But let’s slip from the interior, privatized world of Corus and head outside and slightly east to Bayside, the largest new residential neighbourhood along Toronto’s waterfront, poised to begin construction. Waterfront Toronto announced this week that an American development-and-design consortium has won the bid to build out the largest development parcels in East Bayfront, comprised of 10 acres between Lower Sherbourne and Parliament streets.
Hines, a large international real-estate firm, has partnered with American architect Cesar Pelli (renowned for his sky-scratching towers in Kuala Lumpur, Malaysia) and Stanton Eckstut, one of the master-plan consultants of New York City’s Battery Park City waterfront development. Adamson Architects are the local affiliates.
The Hines-Pelli consortium was favoured by a committee that included Waterfront Toronto CEO John Campbell and the city’s deputy city manager, Richard Butts. I’m not exactly sure why. The financials, which are strictly confidential, must have seriously impressed, because the design itself is largely polite and formulaic but uninspired.

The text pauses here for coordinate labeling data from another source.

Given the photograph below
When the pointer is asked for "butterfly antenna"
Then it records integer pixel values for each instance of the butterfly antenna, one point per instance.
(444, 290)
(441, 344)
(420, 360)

That design got the go-ahead despite the fact that an independent committee of experts, struck to review the proposed revitalization design, heavily favoured a competing submission. That vision – featuring smaller commercial buildings and glass residential studios engaged in an urban dance – was produced by homeboy architects Peter Clewes and Bruce Kuwabara, who joined forces with Walker Corporation of Australia and Cityzen Development Corporation (currently building the Marilyn Monroesque tower in Mississauga). In their report, the committee recommended the locally produced scheme for its permeability and heightened sense of Toronto, including lovely slips of water cut from the lake into the mainland.
Unforgivably, the process leading up to the naming, this week, of the winning Bayside development partner has been shrouded in secrecy. All players – including all consultants – have been required by Waterfront Toronto to sign confidentiality agreements, provoking secret, hushed exchanges of information. Officially, I don’t know anything.
Bayside is the largest residential development to plant itself on Toronto’s waterfront in decades. But, though it spreads over publicly owned land, none of its new residential designs have been seen or debated by the public. Keeping the Toronto waterfront as a secret harboured by only a very few is an old idea that smacks of Toronto in the 1980s. Definitely not flou, just tragically, dangerously passé.